FEDweek

Understanding Survivor Benefits for Children

The Office of Personnel Management pays children’s benefits in certain circumstances on the death of an employee or retiree. Benefits are paid to the parent or other person who has care and custody of the child if there is no court appointed guardian; or to the guardian if one has been appointed by the court; or directly to a child over 18 upon request by the child or other payee on the claim.
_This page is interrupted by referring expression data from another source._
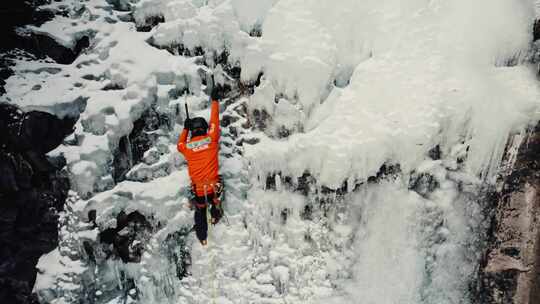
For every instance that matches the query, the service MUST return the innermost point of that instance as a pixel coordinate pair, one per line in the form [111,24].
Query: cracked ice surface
[361,83]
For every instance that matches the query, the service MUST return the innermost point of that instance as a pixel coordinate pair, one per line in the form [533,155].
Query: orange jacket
[201,153]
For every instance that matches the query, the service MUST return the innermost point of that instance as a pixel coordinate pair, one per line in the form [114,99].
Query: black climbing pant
[201,222]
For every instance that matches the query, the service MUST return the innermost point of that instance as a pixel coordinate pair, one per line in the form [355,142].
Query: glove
[216,93]
[187,124]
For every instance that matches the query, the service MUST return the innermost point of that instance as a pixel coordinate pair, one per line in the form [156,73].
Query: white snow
[357,84]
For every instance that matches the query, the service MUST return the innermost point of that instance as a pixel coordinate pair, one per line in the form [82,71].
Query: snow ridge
[324,99]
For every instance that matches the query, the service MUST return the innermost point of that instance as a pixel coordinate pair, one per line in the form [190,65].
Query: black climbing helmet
[198,126]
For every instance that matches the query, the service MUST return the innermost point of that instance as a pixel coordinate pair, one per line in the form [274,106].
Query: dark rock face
[32,191]
[511,269]
[17,14]
[128,237]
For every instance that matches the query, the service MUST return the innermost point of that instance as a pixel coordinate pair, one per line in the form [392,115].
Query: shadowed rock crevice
[510,271]
[32,191]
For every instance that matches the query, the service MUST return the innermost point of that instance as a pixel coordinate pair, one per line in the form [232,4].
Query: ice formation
[334,191]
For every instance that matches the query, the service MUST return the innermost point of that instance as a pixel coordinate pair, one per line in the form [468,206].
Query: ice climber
[199,143]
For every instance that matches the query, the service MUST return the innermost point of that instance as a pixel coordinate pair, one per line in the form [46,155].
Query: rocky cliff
[33,189]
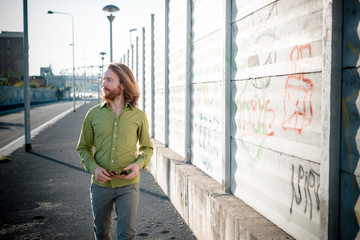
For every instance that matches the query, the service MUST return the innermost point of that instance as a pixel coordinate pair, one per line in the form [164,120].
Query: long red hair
[127,79]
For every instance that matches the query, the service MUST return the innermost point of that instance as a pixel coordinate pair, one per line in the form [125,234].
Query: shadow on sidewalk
[60,162]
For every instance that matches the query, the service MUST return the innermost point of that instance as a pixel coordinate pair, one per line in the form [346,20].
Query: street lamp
[102,66]
[72,20]
[109,10]
[131,30]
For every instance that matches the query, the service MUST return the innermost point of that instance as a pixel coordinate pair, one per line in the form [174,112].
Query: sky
[50,35]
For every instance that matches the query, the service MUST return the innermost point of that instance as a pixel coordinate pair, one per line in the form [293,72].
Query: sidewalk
[45,193]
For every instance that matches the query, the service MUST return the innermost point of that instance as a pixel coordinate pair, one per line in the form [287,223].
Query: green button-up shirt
[115,141]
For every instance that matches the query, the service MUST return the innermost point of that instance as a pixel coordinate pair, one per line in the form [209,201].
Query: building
[51,79]
[11,53]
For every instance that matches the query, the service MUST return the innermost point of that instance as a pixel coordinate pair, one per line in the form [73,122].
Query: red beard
[111,94]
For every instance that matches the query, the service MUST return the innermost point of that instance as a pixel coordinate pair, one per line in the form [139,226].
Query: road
[12,121]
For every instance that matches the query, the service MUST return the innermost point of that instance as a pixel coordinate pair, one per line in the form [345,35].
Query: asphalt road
[12,121]
[45,193]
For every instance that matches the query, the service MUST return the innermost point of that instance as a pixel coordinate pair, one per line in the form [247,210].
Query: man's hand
[101,175]
[134,171]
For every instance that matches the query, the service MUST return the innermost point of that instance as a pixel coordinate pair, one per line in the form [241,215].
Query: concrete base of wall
[209,212]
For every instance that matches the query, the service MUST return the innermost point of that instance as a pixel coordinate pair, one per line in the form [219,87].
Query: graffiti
[208,107]
[309,180]
[254,116]
[208,150]
[353,48]
[298,92]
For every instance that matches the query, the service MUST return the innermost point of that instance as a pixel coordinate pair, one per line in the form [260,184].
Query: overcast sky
[50,36]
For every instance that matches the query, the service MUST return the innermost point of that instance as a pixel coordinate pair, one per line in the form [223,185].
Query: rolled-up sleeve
[146,147]
[85,145]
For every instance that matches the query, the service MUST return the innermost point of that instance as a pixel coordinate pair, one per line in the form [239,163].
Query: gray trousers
[126,202]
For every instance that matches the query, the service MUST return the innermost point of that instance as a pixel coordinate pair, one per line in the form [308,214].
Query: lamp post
[72,21]
[102,66]
[130,31]
[109,10]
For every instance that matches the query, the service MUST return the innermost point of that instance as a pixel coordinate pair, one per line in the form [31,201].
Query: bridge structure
[87,80]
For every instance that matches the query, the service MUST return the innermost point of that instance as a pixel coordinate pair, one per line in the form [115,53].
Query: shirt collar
[127,105]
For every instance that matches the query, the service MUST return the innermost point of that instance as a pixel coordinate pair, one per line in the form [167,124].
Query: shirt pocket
[128,135]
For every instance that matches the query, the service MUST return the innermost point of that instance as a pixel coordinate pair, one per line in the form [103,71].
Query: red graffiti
[298,92]
[256,117]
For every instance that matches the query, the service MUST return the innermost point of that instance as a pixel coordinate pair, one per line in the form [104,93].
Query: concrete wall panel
[177,77]
[148,73]
[276,111]
[159,72]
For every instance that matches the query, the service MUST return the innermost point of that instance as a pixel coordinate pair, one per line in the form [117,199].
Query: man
[114,128]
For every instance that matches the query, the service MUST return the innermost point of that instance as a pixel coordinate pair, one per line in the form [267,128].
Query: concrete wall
[279,167]
[15,95]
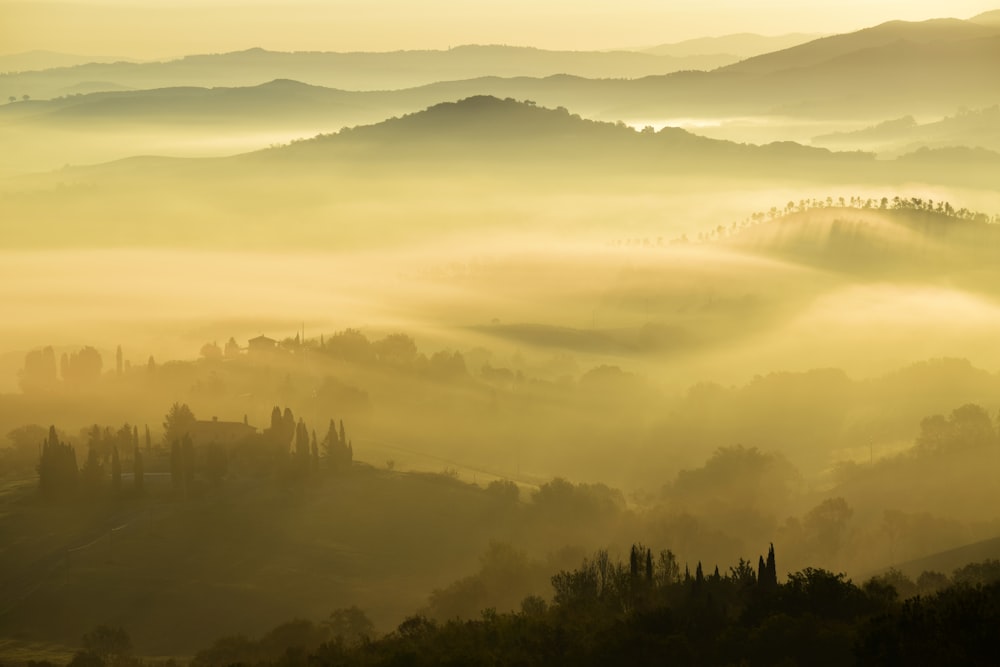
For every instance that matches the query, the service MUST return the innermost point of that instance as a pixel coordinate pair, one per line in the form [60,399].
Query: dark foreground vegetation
[645,612]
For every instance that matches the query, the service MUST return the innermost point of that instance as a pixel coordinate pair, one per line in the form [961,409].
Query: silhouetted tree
[138,472]
[116,471]
[176,466]
[57,468]
[188,462]
[178,422]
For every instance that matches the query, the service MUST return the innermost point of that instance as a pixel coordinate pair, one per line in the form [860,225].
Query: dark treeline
[192,451]
[646,612]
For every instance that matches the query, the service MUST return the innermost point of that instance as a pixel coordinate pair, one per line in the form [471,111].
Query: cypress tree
[116,471]
[176,467]
[138,474]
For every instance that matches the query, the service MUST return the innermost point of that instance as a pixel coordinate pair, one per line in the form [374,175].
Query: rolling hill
[355,71]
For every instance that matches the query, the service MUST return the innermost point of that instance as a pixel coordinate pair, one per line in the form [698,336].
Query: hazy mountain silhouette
[988,18]
[974,129]
[875,73]
[896,34]
[739,45]
[893,241]
[358,70]
[40,60]
[268,104]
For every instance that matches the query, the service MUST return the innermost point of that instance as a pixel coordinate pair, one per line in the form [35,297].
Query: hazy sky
[158,28]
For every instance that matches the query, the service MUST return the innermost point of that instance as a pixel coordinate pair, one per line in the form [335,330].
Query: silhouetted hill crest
[816,52]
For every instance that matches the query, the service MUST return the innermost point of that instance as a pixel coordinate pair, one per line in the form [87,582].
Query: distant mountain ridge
[741,45]
[897,68]
[892,33]
[362,71]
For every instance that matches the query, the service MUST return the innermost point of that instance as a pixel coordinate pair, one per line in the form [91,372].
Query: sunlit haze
[155,29]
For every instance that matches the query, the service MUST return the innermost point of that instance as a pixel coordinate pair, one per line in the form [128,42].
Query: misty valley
[502,355]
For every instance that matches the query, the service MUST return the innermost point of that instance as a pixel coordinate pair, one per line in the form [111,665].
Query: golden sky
[158,28]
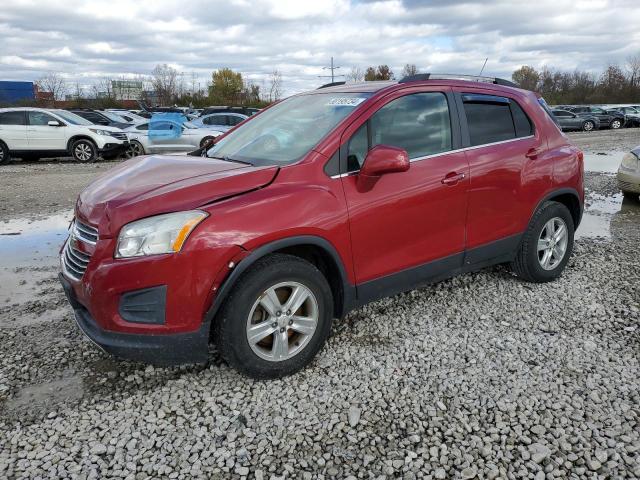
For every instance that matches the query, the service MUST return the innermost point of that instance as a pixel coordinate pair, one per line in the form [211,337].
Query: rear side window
[494,119]
[12,118]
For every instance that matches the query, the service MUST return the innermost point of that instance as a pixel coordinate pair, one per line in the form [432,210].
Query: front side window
[40,118]
[287,131]
[15,117]
[419,123]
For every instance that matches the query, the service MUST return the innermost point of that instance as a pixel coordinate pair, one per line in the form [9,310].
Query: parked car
[160,135]
[127,116]
[220,121]
[629,174]
[610,119]
[33,133]
[367,190]
[97,117]
[572,121]
[631,114]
In general, however, the children’s benefit is included in the monthly payment to the surviving parent when he or she is also a beneficiary and has care and custody of the children.

A child’s survivor annuity begins on the day following your death or, in the case of a child born after your death, on the day following the child’s birth.

Generally, a survivor annuity to a child under age 18 ends on the last day of the month preceding the month in which he or she marries; dies; or becomes 18. However, the survivor annuity can continue under the following conditions:

* If the child has a disability that began before age 18, the annuity may continue past 18 but will end if he/she marries; recovers from the disability; becomes capable of self-support; or dies. If OPM determines that the disabled child has become capable of self-support, the annuity can continue until age 22 if the child is a full-time student.

* If a full-time student, the child’s annuity may continue until 22, but will end if the child marries; dies; ceases to be a student; transfers to a nonrecognized school; begins attending school less than full-time; fails to submit proof, upon request, that he/she is attending school full-time; enters military service or a government service academy; or becomes age 22. A child whose 22nd birthday falls during the school year (September 1 through June 30) is considered not to have attained age 22 until July 1.